Atom Interferometry with up to 24-Photon-Momentum-Transfer Beam Splitters

We present up to 24-photon Bragg diffraction as a beam splitter in light-pulse atom interferometers to achieve the largest splitting in momentum space so far. Relative to the 2-photon processes used in the most sensitive present interferometers, these large momentum transfer beam splitters increase the phase shift 12-fold for Mach-Zehnder (MZ) and 144-fold for Ramsey-Bordé (RB) geometries. We achieve a high visibility of the interference fringes (up to 52% for MZ or 36% for RB) and long pulse separation times that are possible only in atomic fountain setups. As the atom’s internal state is not changed, important systematic effects can cancel.

Figure 1

(a) MZI. “$\pi /2$” pulses transfer momentum with a probability of $1/2$. They thus act as beam splitters; “$\pi$” pulses act as mirrors. (b) Conjugate RBIs; either is selected by the last $\pi /2$ pulse pair as described in the text. Not shown are outputs of the third beam splitter which do not interfere.

Figure 2

Setup (simplified). PD; photodetector. For the injection lock, we use polarization spectroscopy [26], which does not require modulation of the laser light. AOM1 (Isomet 1206C) amplitude modulates, AOM2 (Crystal Technology 3200-124) splits and AOM3 (Isomet 1205C-1) ramps the frequency of the beams. EOM2 (New Focus) generates $\sim 9.2\mathrm{GHz}$ sidebands for the velocity selection.

Figure 3

(a)–(d) show MZ fringes with between 12 and $20\hslash k$ momentum transfer; (E and F) are RB fringes with 12 and $24\hslash k$. (G and H) show a conjugate $20\hslash k$ RB-pair.
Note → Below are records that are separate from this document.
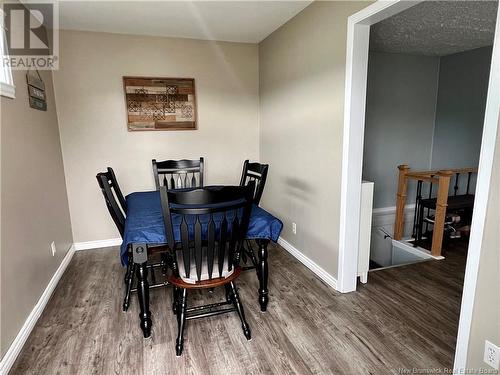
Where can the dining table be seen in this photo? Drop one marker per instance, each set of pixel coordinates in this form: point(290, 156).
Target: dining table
point(145, 229)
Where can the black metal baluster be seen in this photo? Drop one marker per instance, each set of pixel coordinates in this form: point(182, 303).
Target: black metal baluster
point(417, 212)
point(414, 231)
point(428, 208)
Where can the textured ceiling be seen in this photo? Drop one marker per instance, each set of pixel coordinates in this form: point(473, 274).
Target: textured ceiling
point(233, 21)
point(437, 28)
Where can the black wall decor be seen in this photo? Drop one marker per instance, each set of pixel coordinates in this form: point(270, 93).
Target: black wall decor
point(36, 91)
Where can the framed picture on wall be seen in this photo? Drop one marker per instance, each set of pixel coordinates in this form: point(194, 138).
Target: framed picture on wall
point(160, 103)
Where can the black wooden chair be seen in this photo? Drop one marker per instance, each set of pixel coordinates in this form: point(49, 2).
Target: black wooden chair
point(178, 174)
point(257, 173)
point(117, 207)
point(212, 230)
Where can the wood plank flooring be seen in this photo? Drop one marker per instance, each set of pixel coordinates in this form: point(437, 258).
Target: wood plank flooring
point(405, 317)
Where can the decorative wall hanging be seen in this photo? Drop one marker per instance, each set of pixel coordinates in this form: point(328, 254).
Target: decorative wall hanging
point(160, 103)
point(36, 91)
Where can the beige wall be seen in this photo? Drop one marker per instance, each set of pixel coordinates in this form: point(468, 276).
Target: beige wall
point(34, 207)
point(302, 76)
point(92, 119)
point(486, 315)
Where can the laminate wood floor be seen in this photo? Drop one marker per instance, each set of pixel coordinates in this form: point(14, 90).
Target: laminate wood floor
point(405, 317)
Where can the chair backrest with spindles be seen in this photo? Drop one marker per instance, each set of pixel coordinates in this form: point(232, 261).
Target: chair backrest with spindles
point(115, 202)
point(210, 225)
point(178, 174)
point(257, 173)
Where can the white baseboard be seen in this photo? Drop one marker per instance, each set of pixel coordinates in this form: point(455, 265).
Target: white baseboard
point(97, 244)
point(387, 215)
point(18, 343)
point(314, 267)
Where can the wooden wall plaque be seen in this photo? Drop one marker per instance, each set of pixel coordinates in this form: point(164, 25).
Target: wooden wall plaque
point(160, 103)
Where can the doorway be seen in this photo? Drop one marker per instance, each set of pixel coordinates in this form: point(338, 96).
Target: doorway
point(354, 122)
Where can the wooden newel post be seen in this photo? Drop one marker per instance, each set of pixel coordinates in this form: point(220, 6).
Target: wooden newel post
point(401, 201)
point(440, 216)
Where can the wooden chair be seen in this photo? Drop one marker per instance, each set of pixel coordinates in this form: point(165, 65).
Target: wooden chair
point(212, 230)
point(257, 173)
point(117, 207)
point(178, 174)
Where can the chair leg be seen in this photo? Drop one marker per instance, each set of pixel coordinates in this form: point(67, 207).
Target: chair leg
point(127, 273)
point(228, 293)
point(241, 313)
point(175, 299)
point(181, 321)
point(128, 287)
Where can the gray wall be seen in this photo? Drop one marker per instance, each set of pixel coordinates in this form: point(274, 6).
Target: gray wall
point(302, 76)
point(426, 112)
point(34, 204)
point(400, 112)
point(463, 86)
point(486, 314)
point(92, 117)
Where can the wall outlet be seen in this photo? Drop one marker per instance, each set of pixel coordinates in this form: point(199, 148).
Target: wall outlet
point(53, 248)
point(491, 354)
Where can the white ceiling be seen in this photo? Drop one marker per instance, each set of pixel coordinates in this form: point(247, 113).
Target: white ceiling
point(437, 28)
point(233, 21)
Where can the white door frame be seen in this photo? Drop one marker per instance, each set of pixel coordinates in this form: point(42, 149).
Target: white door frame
point(358, 35)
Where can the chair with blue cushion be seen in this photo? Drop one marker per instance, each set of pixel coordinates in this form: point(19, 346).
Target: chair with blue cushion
point(117, 207)
point(256, 172)
point(205, 230)
point(178, 174)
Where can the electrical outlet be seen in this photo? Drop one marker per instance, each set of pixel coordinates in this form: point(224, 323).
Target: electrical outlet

Throughout, $T=1\mathrm{ms}$, $T^{\prime }=2\mathrm{ms}$. Each data point is from a single launch (that takes 2 s), except for F, where 5-point adjacent averaging was used. The lines represent a sinewave fit.

Figure 4

Left: $C$ and $V$ (MZ) of $12\hslash k$ MZIs. $V$ (RB) shows larger visibility at longer times for a RBI with vibration isolation (Minus K Technology Model 40BM1) for the lower beam and beat optics (Fig. 2). Right: Visibility versus momentum transfer.